NZ family's anguish over missing plane

Paul and Danica Weeks on their wedding day in November 2007. The couple have two small children.
Paul and Danica Weeks on their wedding day in November 2007. The couple have two small children.
Little Lincoln Weeks has a map on his wall showing where his father, Kiwi Paul Weeks, was going to live and work in Mongolia before his plane went missing over the South China Sea.

Six days after it disappeared, the fate of Malaysia Airlines Flight 370 and the 239 people on board is still unknown.

Amid the rollercoaster of disaster speculation and dead-end debris hunts, the biggest hurdle so far for Danica Weeks had been telling her son his Daddy may not come home.

"I said, 'On the way to Mongolia, Daddy got lost.' Then I broke down," she told the Herald. "He put his hand on my arm and said, 'Don't worry, Mummy, I'll find Daddy'."

The 38-year-old Mr Weeks left Danica and sons Lincoln, 3, and Jack, 11 months, in their adopted home of Perth to start work in Mongolia as a mechanical engineer.

Mrs Weeks said it was her husband's dream job.

He was off on his first stint away and would have been gone for 28 days.

But as the days stretched on with no news on the plane's whereabouts, she knew she had to tell the 3-year-old.

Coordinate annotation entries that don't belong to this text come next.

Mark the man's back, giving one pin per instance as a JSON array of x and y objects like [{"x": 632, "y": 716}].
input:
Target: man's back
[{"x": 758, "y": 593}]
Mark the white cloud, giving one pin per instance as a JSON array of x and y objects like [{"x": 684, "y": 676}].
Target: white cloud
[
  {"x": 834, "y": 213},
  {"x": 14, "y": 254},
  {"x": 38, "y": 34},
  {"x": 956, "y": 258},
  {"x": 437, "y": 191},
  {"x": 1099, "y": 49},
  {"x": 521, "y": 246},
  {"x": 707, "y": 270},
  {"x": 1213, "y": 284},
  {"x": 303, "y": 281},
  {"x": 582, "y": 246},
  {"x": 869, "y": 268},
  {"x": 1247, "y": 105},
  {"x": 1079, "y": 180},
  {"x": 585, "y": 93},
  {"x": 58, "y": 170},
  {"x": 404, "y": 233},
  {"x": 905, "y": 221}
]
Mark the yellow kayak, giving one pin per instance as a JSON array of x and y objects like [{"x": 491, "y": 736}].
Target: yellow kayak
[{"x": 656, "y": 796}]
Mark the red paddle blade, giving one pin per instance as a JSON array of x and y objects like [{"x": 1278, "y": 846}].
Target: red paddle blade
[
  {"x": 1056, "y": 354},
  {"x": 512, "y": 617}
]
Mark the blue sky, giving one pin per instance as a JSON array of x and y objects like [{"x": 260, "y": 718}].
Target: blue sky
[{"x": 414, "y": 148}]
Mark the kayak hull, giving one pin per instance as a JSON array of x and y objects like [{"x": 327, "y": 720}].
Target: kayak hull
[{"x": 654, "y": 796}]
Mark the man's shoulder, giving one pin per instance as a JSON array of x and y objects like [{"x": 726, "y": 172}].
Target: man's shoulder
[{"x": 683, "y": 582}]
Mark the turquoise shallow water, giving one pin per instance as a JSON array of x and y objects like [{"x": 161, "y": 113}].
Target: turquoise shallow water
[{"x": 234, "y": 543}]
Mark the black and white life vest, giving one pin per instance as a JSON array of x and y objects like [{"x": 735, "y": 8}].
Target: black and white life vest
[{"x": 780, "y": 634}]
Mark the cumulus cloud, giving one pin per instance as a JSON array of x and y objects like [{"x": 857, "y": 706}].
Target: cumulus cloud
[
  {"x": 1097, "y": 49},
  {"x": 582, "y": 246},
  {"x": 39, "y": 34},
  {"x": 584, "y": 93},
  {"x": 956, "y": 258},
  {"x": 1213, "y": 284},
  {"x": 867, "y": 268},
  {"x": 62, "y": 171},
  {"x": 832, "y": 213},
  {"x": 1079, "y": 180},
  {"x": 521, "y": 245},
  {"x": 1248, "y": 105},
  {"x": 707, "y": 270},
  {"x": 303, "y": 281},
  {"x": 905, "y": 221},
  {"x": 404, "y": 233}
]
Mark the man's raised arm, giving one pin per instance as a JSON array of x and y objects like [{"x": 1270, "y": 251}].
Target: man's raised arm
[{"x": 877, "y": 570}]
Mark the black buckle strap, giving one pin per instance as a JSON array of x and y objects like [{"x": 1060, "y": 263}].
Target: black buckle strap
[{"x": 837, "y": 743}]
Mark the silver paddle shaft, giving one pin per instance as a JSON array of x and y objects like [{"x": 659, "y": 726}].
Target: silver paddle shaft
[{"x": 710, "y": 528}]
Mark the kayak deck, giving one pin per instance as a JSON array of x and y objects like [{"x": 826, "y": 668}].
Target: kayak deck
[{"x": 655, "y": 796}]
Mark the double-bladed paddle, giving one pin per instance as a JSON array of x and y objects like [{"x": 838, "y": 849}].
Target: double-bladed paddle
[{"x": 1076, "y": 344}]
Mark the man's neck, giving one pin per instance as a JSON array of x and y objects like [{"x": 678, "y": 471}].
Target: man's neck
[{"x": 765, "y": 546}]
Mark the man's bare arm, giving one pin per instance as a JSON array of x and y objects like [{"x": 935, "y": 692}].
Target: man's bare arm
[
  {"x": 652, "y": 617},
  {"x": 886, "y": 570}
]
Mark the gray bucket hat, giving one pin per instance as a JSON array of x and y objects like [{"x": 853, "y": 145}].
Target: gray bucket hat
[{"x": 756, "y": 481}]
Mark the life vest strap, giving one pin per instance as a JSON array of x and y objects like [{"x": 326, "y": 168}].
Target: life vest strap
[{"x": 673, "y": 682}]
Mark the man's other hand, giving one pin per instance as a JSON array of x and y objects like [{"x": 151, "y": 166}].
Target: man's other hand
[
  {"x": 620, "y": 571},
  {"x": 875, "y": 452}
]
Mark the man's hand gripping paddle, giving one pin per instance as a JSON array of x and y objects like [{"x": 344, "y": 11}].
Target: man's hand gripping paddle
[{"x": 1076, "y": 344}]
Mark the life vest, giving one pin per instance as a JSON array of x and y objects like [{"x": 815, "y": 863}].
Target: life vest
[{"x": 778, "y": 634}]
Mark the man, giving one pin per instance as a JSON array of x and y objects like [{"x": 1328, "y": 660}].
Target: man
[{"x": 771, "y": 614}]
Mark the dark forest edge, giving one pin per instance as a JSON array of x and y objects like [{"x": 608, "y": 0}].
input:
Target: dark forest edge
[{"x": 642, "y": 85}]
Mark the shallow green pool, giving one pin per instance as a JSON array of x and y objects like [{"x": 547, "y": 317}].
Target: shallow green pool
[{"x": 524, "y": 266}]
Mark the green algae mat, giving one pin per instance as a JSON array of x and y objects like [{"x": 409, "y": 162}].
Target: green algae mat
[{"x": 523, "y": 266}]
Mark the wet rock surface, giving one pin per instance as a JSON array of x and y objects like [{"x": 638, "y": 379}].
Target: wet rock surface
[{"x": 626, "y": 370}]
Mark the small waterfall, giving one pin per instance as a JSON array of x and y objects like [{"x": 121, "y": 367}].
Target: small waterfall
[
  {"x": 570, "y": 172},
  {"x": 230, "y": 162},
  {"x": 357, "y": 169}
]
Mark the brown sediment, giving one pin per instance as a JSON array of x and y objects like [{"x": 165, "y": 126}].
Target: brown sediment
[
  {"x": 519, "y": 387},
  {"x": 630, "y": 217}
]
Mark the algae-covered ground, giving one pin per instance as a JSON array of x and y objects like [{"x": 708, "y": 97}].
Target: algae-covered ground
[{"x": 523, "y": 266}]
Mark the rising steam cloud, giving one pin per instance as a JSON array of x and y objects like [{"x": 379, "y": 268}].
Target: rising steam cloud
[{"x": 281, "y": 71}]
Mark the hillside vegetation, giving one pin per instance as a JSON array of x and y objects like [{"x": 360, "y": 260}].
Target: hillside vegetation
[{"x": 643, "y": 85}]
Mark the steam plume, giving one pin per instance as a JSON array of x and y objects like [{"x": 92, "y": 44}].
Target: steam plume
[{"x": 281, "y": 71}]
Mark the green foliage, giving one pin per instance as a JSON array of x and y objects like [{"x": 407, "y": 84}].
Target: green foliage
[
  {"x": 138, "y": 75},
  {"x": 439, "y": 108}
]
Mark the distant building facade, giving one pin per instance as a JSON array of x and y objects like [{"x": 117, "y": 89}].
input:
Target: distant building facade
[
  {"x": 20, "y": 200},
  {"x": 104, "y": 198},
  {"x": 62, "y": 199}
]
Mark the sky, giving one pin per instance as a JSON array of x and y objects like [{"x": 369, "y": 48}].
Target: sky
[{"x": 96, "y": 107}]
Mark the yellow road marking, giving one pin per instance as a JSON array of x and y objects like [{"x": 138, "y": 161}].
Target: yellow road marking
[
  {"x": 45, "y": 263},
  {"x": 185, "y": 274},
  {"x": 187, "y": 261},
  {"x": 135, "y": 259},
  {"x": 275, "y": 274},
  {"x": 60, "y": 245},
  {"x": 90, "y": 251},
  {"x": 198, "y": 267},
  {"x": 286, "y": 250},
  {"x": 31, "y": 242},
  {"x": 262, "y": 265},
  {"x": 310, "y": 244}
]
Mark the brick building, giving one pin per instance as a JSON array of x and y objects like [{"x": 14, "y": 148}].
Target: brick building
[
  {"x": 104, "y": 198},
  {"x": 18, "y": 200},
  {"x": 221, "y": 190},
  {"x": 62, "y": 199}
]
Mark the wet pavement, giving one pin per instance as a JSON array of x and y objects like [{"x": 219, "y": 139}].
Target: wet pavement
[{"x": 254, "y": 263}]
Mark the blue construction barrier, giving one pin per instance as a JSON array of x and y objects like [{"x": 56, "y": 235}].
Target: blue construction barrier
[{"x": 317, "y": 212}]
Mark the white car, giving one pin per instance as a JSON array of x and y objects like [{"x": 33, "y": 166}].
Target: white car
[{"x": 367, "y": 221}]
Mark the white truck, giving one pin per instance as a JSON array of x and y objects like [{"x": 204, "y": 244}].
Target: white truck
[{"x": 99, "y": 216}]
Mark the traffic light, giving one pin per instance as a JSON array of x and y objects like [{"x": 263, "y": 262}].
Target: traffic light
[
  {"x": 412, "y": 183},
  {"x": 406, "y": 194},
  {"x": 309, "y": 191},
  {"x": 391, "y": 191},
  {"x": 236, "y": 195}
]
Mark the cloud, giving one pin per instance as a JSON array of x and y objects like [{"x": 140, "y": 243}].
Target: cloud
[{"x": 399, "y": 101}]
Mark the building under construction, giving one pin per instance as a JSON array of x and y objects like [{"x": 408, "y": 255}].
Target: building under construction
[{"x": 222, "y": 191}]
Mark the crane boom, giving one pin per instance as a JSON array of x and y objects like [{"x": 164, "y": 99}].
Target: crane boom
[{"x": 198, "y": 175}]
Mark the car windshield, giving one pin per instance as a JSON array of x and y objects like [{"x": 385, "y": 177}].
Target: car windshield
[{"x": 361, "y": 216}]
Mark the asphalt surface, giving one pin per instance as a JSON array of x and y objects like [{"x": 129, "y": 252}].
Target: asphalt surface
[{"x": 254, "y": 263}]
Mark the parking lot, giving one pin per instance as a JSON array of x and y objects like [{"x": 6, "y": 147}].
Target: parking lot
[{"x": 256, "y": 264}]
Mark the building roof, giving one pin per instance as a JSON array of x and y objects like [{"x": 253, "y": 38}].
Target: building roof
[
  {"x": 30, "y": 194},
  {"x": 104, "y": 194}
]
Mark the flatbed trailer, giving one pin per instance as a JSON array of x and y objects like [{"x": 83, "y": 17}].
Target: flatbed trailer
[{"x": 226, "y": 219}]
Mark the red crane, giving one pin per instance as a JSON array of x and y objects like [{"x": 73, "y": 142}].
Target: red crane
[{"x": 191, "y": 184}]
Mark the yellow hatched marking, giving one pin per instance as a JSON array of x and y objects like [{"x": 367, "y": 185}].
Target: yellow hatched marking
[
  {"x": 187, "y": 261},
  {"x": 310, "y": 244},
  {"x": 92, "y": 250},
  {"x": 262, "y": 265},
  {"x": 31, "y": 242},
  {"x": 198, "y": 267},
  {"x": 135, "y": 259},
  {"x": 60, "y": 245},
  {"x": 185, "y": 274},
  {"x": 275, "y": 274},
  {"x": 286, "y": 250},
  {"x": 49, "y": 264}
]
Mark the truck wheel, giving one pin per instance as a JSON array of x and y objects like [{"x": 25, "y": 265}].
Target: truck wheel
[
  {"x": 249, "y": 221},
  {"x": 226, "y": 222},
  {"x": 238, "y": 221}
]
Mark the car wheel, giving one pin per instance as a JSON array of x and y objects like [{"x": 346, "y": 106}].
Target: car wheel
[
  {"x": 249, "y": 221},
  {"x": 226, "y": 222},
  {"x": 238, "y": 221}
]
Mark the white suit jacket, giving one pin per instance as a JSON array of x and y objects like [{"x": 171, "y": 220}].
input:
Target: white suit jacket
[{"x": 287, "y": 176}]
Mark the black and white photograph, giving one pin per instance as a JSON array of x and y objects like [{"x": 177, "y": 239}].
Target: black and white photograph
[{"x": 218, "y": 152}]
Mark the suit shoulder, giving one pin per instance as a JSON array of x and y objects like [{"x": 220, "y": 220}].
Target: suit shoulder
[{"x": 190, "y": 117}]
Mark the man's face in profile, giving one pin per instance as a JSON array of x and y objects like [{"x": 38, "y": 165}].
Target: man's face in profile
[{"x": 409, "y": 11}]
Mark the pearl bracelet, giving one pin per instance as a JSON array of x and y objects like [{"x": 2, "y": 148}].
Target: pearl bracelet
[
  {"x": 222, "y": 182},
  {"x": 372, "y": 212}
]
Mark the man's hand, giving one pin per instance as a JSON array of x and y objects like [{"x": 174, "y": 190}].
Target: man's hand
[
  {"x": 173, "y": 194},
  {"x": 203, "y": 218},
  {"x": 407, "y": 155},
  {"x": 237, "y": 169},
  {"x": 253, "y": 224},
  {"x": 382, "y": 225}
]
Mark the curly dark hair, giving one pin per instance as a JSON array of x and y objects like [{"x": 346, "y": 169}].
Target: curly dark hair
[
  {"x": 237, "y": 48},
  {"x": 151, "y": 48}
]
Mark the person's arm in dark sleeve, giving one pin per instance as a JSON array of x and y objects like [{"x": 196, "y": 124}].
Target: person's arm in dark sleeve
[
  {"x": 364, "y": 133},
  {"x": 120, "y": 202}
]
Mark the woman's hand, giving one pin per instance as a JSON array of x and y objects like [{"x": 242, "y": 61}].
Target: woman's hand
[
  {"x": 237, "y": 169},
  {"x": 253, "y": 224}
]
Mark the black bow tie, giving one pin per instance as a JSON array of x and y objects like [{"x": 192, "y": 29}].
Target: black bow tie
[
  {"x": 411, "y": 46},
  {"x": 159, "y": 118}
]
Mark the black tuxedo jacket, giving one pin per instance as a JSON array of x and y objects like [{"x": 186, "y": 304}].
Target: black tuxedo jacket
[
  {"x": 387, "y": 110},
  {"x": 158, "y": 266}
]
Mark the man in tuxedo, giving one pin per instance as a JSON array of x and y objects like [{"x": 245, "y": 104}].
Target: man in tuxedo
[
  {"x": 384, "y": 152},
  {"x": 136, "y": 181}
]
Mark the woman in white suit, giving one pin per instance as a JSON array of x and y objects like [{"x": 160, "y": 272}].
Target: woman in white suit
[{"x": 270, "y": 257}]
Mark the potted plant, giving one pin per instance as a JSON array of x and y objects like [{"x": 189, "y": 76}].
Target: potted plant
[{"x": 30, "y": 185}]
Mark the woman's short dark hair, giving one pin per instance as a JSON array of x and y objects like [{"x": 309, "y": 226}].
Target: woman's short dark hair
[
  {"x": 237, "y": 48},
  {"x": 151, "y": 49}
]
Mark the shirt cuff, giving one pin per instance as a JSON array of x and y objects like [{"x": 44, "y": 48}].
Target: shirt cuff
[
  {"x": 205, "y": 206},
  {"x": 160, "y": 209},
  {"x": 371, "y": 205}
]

"I said, 'People are out there trying to find Daddy.' I said, 'Do you know where your heart is?' He said 'yes' and pointed to his chest. I said, 'You just have to keep Daddy in your heart ... Everyone is keeping Daddy in their hearts'."

Mr Weeks had bought a map for Lincoln's wall so he knew where his father was - and a Tablet so they could Skype. "He was Paul's little shadow", she said.

"He was my biggest hurdle. I may face a bigger hurdle yet, but that was the toughest [so far]."

She had lots of emotional support and help with the children. Her sister had arrived from Scotland and a friend from Sydney had also flown to Perth.

But the lack of credible information from Malaysia Airlines about the flight was increasingly frustrating.

"It seems crazy to me that you can't find a plane. The plane just disappeared. You'd think they would have some idea where it was going."

She had had intermittent contact with the airline, mostly through a saleswoman based in Perth - who had admitted to Mrs Weeks she would probably hear news through the media before hearing it from the airline.

It was hard not to expect the worst, she said, which had been in her mind since first hearing of the flight's disappearance.

"I guess we'll just wait for news. I wake up every day and it's the same thing. Sadly, you know as it goes longer, the news isn't going to be good.

"You're expecting the inevitable ... but then what if it isn't? So you just hold on."